Les effets pervers du salaire minimum

Face à un taux de chômage qui ne cesse de monter, en particulier pour les jeunes, des économistes ont évoqué le problème du SMIC en France, qui joue un rôle de barrière à l’entrée pour les jeunes au monde du travail. Sujet à peine ouvert et immédiatement clos, dans ces grandes envolées lyriques caractéristiques des sujets tabous qu’il est impossible d’aborder sans que chacun perde tout sens critique.

J’aimerais apporter ici un point de vue contradictoire : certes, le SMIC améliore le salaire des travailleurs, mais il a des conséquences inattendues qui sont extrêmement néfastes pour les jeunes et les personnes peu qualifiées. Il existe d’autres solutions pour palier au problème des bas salaires, que j’aborderai dans un article futur, mais je souhaiterais ici m’attarder sur les effets pervers du salaire minimum, qui sont totalement méconnus.

Le premier point à considérer est d’ordre purement sémantique. Vous irez probablement me dire que je chipote, mais le salaire minimum n’est pas une obligation d’embaucher au-dessus d’un certain salaire. Aucune entreprise n’est forcée à embaucher qui que ce soit. Il s’agit, à l’opposé, d’une interdiction d’embaucher en-dessous d’un certain niveau de salaire.

Ce n’est peut-être qu’un détail sémantique, mais il permet de rappeler un point crucial : le SMIC ne fait pas monter par magie les salaires des travailleurs ; il en exclue une partie du marché de l’emploi, surtout les moins qualifiés. Le débat parmi les économistes n’est pas de savoir si le salaire minimum créé du chômage ou non, c’est un fait admis. Le débat porte plutôt sur la question suivante : est-ce que la hausse du chômage due au salaire minimum est acceptable comparée au bénéfice pour ceux qui verront leur salaire augmenter ?

Pour bien comprendre le phénomène, il faut avoir à l’esprit comment est-ce que les salaires sont établis.

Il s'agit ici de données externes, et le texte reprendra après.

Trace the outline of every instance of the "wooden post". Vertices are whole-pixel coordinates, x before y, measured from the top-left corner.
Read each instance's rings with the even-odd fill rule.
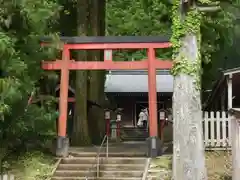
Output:
[[[232,131],[232,180],[240,177],[240,109],[230,109]]]
[[[61,66],[61,82],[60,82],[60,99],[59,99],[59,118],[58,118],[58,137],[56,155],[61,157],[68,156],[69,140],[66,136],[67,132],[67,117],[68,117],[68,83],[69,69],[68,63],[70,60],[70,51],[68,48],[63,48],[62,66]]]
[[[148,155],[157,157],[161,154],[158,138],[157,90],[156,90],[155,49],[148,49],[148,105],[149,105],[149,139]]]
[[[228,109],[232,108],[232,74],[228,76]]]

Qui a décidé combien gagne un vendeur et combien gagne un garagiste ? Pourquoi est-ce que la même personne n’aura pas le même salaire selon la ville dans laquelle elle postule ? Il n’y a pas de grille nationale universelle qui donne le salaire en fonction du métier, de l’âge ou de l’ancienneté.

Le salaire est un prix, négocié entre une offre (le salarié) et une demande (l’employeur). Comme c’est un prix, il n’est pas décidé par une formule mathématique. S’il y a beaucoup de chercheurs d’emplois dans un secteur donné, et très peu de postes ouverts, un simple coup d’œil sur la courbe d’offre et demande nous indique que les prix (c’est à dire les salaires) seront bas. À l’inverse, quand il y a un manque de salariés possédant une certaine compétence, leurs salaires sont bien plus élevés.

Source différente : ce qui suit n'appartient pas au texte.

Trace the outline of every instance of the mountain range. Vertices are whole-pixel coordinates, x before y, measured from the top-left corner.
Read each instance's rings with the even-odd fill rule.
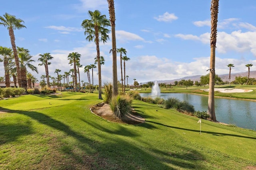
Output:
[[[195,81],[200,81],[200,77],[202,75],[197,75],[196,76],[189,76],[187,77],[184,77],[180,78],[178,78],[176,79],[173,80],[157,80],[158,83],[167,83],[173,84],[175,81],[178,81],[178,82],[181,80],[187,80],[190,79],[192,81],[193,81],[194,83]],[[222,81],[225,82],[227,81],[229,82],[229,74],[225,74],[218,75],[219,77],[220,77]],[[232,81],[235,80],[236,77],[238,77],[241,76],[241,77],[247,77],[248,76],[248,72],[239,72],[237,73],[231,73],[230,74],[230,81]],[[256,71],[250,71],[250,78],[256,78]],[[154,80],[152,81],[154,82]],[[142,84],[146,83],[146,82],[142,83]]]

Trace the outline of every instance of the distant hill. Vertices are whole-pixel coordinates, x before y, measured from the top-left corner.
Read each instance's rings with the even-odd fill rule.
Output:
[[[232,74],[231,71],[231,74],[230,74],[230,81],[232,82],[235,80],[236,77],[238,77],[241,76],[241,77],[248,76],[248,72],[239,72],[237,73]],[[178,81],[178,82],[181,80],[187,80],[190,79],[192,81],[193,81],[194,82],[195,81],[200,81],[200,77],[202,75],[197,75],[196,76],[189,76],[187,77],[184,77],[180,78],[178,78],[176,79],[173,80],[157,80],[157,82],[158,83],[167,83],[167,84],[174,84],[175,81]],[[218,75],[221,78],[224,82],[228,81],[229,81],[229,74],[225,74]],[[256,78],[256,71],[250,71],[250,77]],[[151,81],[154,82],[155,80],[151,80]],[[147,82],[142,83],[142,84],[146,83]]]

À ceci prêt que le salaire ne peut pas monter indéfiniment. Les entreprises n’embauchent pas par charité mais parce qu’elles attendent un bénéfice : si le salarié coûte plus que la valeur qu’il ne produit, il ne sera jamais embauché.

C’est bien le drame du salaire minimum : ceux qu’il est censé protéger, c’est à dire les personnes sans qualification ou sans expérience, ne sont pas assez productifs pour justifier ce salaire. On peut prendre des grands airs indignés et trouver cela inacceptable, mais le salaire minimum ne les rend pas compétitifs par magie. Le SMIC ne donne ni qualification ni expérience, il ne fait qu’empêcher certains d’accéder au marché de l’emploi en plaçant une barrière qu’ils ne peuvent pas atteindre.

Pourtant, le SMIC est bénéfique pour certaines personnes : ceux dont le salaire est situé juste en-dessous du SMIC, mais dont leur productivité est suffisante pour qu’ils gardent leur emploi après une hausse de ce dernier. Pour eux, le SMIC est un net gain, c’est pour cette raison que la CGT milite pour un SMIC à 1700€. La CGT représente les travailleurs, pas les chômeurs, il est parfaitement logique de sa part de défendre un SMIC plus élevé.